In 1892 Kipling married Caroline Balestier. They settled on the Balestier estate near Brattleboro, Vermont, in the United States, and began four of the happiest years of Kipling's life. During this time he wrote some of his best work— Many Inventions (1893), perhaps his best volume of short stories; The Jungle Book (1894) and The Second Jungle Book (1895), two books of animal fables that attracted readers of all ages by illustrating the larger truths of life; The Seven Seas (1896), a collection of poems in experimental rhythms; and Captains Courageous (1897), a novel-length, sea story. These works not only assured Kipling's lasting fame as a serious writer but also made him a rich man.
In 1897 the Kiplings settled in Rottingdean, a village on the British coast near Brighton. The outbreak of the Spanish-American War (1898; a short war between Spain and the United States over lands including Cuba and the Philippines) and the Boer War (1899–1902; a war between Great Britain and South Africa) turned Kipling's attention to colonial affairs. He began to publish a number of solemn poems in standard English in the London Times. The most famous of these, "Recessional" (July 17, 1897), issued a warning to Englishmen to regard their accomplishments in the Diamond Jubilee (fiftieth) year of Queen Victoria's (1819–1901) reign with humility and awe rather than pride and arrogance. The equally well-known "White Man's Burden" (February 4, 1899) clearly expressed the attitudes toward the empire that are implied in the stories in The Day's Work (1898) and A Fleet in Being (1898).
Kipling considered order, discipline, sacrifice, and humility to be the essential qualities of colonial rulers. He felt it was their duty to spread law, literacy, and morality throughout the world. During the Boer War, Kipling spent several months in South Africa, where he raised funds for soldiers' relief and worked on an army newspaper, the Friend. In 1901 Kipling published Kim, the last and most charming of his portrayals of Indian life.
Kipling retired to "Bateman's," a house near Burwash, a village in Essex. In 1902 he published Just So Stories for Little Children.

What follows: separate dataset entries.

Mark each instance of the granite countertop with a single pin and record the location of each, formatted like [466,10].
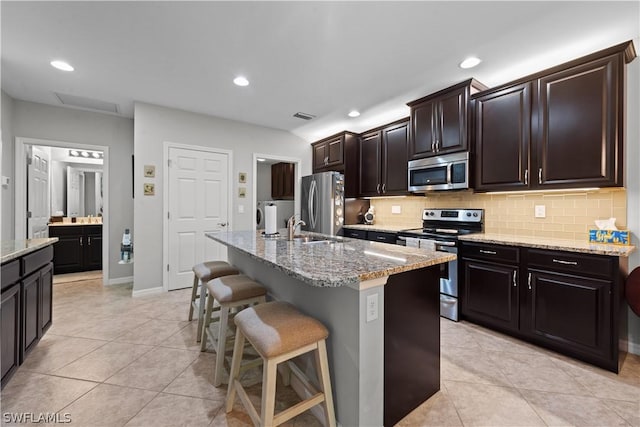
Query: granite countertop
[550,243]
[343,263]
[382,228]
[12,249]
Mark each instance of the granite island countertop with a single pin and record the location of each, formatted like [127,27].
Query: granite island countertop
[345,262]
[12,249]
[550,243]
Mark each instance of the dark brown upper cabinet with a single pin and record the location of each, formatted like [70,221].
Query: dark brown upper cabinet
[560,128]
[339,153]
[383,160]
[282,181]
[439,122]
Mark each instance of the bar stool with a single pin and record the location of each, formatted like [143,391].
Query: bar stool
[202,273]
[279,332]
[232,293]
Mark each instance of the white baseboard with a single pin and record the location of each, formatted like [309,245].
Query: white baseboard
[120,280]
[149,291]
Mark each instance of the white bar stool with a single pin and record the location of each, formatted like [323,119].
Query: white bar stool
[279,332]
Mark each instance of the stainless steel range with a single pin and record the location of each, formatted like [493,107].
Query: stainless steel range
[440,231]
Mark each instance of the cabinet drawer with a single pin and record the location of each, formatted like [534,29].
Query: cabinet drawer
[378,236]
[36,260]
[571,262]
[355,234]
[10,273]
[495,253]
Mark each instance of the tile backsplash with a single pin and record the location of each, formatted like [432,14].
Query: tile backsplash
[569,214]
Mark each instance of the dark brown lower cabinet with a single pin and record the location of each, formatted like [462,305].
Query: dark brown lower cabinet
[27,285]
[565,301]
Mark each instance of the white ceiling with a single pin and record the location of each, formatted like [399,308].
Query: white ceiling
[322,58]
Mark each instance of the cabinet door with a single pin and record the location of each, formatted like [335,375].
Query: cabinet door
[67,251]
[320,157]
[92,255]
[579,126]
[569,312]
[423,130]
[46,302]
[502,139]
[451,122]
[370,164]
[10,331]
[31,330]
[490,294]
[394,159]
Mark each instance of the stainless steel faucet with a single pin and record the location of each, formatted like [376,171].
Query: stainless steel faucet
[292,225]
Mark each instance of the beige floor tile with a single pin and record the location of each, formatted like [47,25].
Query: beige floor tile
[568,410]
[197,380]
[630,411]
[37,393]
[437,411]
[536,372]
[104,361]
[469,365]
[108,405]
[185,338]
[156,370]
[171,410]
[152,332]
[53,352]
[486,405]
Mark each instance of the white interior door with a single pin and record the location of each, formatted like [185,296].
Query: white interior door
[198,204]
[38,191]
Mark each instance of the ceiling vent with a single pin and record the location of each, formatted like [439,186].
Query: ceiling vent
[87,103]
[304,116]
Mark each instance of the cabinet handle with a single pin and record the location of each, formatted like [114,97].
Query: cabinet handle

Kipling published The Five Nations, a book of South African verse, in 1903. He also issued two books of stories of England's past— Puck of Pook's Hill (1906) and Rewards and Fairies (1910). Like the Jungle Books they were intended for young readers but were suitable for adults as well. His most significant work at this time was a number of volumes of short stories written in a different style—"Traffics and Discoveries" (1904), "Actions and Reactions" (1904), "A Diversity of Creatures" (1917), "Debits and Credits" (1926), and "Limits and Renewals" (1932).
Kipling's later stories treat more complex, subtle, and somber (serious) subjects. They reflect Kipling's darkened worldview following the death of his daughter, Josephine, in 1899, and the death of his son, John, in 1915. Consequently, these stories have never been as popular as his earlier works. But modern critics, in reevaluating Kipling, have found a greater power and depth that make them among his best work.
In 1907 Kipling became the first English writer to receive the Nobel Prize in Literature. He died on January 18, 1936, and is buried in Westminster Abbey in London, England. His autobiography, Something of Myself, was published in 1937.
Rudyard Kipling's early stories and poems about life in colonial India made him a great favorite with English readers.